Немного побубнив, Лариса говорит, обращаясь ко мне:
— Ты пытался связаться со своими родителями?
— Он пытался, — вместо меня отвечает Паша, — его отец не берёт трубку.
— Алкаши не берут трубки, — всё ещё потирая щёку, добавляю я.
— И какой у вас план? — спрашивает Лариса. Её взгляд бегает от моего лица к лицу старосты. Она полна решимости и, судя по её виду, очень хочет вернуть Леру. — Вы будете что-то делать с этим… чудом?
Я вскидываю обе ладони, будто сдаюсь.
— Есть один вариант, — подаёт голос Паша, и мы синхронно оборачиваемся в его сторону. — Поехать в Муторай.

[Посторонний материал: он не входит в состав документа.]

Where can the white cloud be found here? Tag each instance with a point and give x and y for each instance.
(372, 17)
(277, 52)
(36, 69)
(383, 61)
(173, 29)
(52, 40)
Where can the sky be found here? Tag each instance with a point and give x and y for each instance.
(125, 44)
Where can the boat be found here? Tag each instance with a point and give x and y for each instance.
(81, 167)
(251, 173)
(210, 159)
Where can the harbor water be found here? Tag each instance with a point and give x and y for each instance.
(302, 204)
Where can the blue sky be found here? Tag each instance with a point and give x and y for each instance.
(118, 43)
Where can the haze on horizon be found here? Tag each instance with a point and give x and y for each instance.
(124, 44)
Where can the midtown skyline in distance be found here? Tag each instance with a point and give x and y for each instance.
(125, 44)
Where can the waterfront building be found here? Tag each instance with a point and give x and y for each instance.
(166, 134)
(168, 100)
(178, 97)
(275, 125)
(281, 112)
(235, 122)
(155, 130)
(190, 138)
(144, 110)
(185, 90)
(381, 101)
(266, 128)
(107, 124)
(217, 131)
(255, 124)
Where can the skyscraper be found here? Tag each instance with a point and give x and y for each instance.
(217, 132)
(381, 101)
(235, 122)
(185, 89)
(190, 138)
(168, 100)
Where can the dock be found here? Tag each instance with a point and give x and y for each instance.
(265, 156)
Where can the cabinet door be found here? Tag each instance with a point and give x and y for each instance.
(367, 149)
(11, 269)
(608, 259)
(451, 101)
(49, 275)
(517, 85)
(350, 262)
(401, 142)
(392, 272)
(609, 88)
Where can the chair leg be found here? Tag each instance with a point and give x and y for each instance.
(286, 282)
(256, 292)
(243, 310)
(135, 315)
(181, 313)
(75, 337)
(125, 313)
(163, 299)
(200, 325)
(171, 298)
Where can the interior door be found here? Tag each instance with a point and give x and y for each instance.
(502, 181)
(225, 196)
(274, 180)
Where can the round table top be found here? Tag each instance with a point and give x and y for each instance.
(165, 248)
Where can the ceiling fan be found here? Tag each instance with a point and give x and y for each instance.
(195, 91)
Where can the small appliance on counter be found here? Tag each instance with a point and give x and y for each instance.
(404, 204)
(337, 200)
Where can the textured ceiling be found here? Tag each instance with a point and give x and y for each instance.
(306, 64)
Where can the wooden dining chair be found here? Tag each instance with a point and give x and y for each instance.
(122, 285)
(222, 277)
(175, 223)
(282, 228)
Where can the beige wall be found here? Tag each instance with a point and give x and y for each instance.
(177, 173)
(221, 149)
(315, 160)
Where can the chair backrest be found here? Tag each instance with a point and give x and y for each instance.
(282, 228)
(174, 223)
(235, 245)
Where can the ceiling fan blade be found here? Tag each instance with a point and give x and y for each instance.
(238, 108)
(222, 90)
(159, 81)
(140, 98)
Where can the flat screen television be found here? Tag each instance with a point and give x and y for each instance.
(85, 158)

— В Муторай? — охает Лариса. — А если мы ничего не выясним!
— Мы? — я морщусь и красноречиво заглядываю Ларисе в лицо. Та тычет пальцем мне в лоб.
— Да, мы, — говорит она, — теперь это и моя проблема тоже. Лера моя сис, забыл?
Я хмыкаю. С такой, как Овечкина, фиг забудешь.
— Я смотрела много подобных фильмов, — продолжает говорить Лариса, — где парень и девушка менялись телами! В одном это была кара для них обоих, в другом плохой парень оказался в теле хорошей девочки, так было надо, чтобы оба героя извлекли из этого пару уроков. А в ещё одном фильме главный герой оказался в чужом теле, потому что… другой герой умер.
— Ой, не нагнетай, а. — И я хлопаю её по спине прежде, чем Овечкина успевает загнаться. — Жива твоя Лера.
— Да откуда ты знаешь?
— Жопой чую, — отвечаю я, слегка сжимая Овечкину за плечо. — Если за месяц я не верну себе своё тело, мы поедем в Муторай. А пока предлагаю поднапрячься и понять, почему Лера хотела покончить с собой.